Following in the footsteps of China, Nigeria will attempt to curb price swings on its stock market by introducing a circuit breaker system as equities in Africa’s biggest oil producer have plunged so far this year, Bloomberg reports.
According to the Bloomberg report, trading on the Nigerian Stock Exchange (NSE) will be stopped if the index moves 5 percent from the last close, and if the circuit breaker triggers for a second time then trading will be suspended for the remainder of the day.
Trading on the Nigerian Stock Exchange will be stopped for 30 minutes if the All Share Index moves 5 percent from the previous day’s close between 10:15 a.m. and 1:45 p.m., the Lagos-based bourse said in a statement on its website. The market will close for the day if the circuit breaker is triggered for a second time or after 13:45 p.m.
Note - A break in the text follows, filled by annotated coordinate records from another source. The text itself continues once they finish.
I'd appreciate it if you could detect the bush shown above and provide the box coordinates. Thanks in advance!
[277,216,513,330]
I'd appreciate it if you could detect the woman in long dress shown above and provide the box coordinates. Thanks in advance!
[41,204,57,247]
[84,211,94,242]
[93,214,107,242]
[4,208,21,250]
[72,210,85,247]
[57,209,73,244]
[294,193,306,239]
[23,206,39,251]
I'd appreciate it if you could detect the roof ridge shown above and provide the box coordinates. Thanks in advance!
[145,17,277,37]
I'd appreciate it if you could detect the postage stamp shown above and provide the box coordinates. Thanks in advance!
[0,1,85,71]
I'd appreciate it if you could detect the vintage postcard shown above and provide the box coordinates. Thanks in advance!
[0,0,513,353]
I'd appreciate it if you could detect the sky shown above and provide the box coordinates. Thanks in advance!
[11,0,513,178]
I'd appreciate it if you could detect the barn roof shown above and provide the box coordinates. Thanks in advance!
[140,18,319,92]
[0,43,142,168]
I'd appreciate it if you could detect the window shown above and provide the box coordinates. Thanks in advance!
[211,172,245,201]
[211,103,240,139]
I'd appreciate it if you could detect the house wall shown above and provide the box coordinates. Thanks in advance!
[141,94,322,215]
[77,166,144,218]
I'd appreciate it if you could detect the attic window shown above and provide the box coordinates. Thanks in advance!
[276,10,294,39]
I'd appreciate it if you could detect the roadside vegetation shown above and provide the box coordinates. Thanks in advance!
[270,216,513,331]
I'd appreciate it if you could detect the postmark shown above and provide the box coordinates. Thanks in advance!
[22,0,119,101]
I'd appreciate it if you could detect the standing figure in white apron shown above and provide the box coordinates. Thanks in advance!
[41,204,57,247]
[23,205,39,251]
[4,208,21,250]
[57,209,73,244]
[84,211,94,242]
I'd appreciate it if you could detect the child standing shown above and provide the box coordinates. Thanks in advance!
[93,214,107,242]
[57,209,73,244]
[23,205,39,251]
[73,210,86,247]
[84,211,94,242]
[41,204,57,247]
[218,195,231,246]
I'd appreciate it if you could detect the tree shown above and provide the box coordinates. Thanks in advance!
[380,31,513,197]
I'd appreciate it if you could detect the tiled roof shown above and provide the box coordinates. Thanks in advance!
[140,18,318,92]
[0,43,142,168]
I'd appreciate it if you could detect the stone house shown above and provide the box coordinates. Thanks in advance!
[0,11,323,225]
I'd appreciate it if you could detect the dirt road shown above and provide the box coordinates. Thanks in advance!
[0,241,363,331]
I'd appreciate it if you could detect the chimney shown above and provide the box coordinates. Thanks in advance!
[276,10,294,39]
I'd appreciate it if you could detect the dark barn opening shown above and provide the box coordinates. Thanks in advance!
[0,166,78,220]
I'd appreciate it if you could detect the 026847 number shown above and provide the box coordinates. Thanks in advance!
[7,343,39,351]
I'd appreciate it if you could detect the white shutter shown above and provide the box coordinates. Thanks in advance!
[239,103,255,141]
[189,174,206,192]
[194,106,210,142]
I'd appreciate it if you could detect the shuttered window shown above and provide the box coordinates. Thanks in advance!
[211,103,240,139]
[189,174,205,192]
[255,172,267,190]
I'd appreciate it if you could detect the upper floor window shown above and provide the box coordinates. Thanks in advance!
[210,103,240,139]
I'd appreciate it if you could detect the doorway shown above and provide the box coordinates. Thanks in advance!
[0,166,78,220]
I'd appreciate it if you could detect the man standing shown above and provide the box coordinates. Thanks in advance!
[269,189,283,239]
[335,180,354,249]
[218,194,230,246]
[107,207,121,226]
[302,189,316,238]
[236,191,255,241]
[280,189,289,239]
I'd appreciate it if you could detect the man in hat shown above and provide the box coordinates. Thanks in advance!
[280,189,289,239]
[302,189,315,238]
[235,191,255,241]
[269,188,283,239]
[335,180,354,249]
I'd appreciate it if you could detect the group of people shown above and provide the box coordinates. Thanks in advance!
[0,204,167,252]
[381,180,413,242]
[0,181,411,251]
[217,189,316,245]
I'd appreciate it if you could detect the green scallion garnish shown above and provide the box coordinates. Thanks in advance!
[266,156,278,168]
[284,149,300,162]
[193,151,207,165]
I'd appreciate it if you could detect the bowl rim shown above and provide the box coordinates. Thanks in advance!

The move comes as the NSE experienced its sixth day of losses as The All Share Index fell 3 percent on Friday, extending its weekly fall to 13 percent, the most in the world after Egypt. The index has plunged 18 percent so far this year, which is the worst start since at least 1999, according to Bloomberg data.
“Investors are panicking with oil prices having dropped significantly in the past week,” Seun Olanipekun, an analyst at Investment One told Bloomberg. “It’s the NSE trying to manage the market so that the All Share Index doesn’t significantly decline.”
The implementation of the circuit breaker rule was originally approved by Nigerian authorities in May 2014.
At the start of 2016, China rolled out a new controversial circuit breaker system and during the first trading session of the new year, on January 4, markets tumbled.
The first halt of Chinese stocks that day was triggered at 1:13 p.m. local time as losses in the CSI 300 reached 5 percent. After the suspension was lifted investors then rushed to sell, with turnover peaking in the final minute before a 7 percent slump froze trading in shares, futures, and options for the remainder of the day.
Later that week, on Thursday January 7, China’s Central Bank accelerated the pace of the devaluation of the Chinese yuan, and thus sent markets into a freefall.
China halted the day’s trading on January 7, after only 29 minutes of opening up as shares crashed by over 7 percent, the second time that week that trading for the day was suspended.
Later that day, China decided to scrap its circuit breaker system after learning the hard way that it spurred investors to rush to sell on days of sharp declines.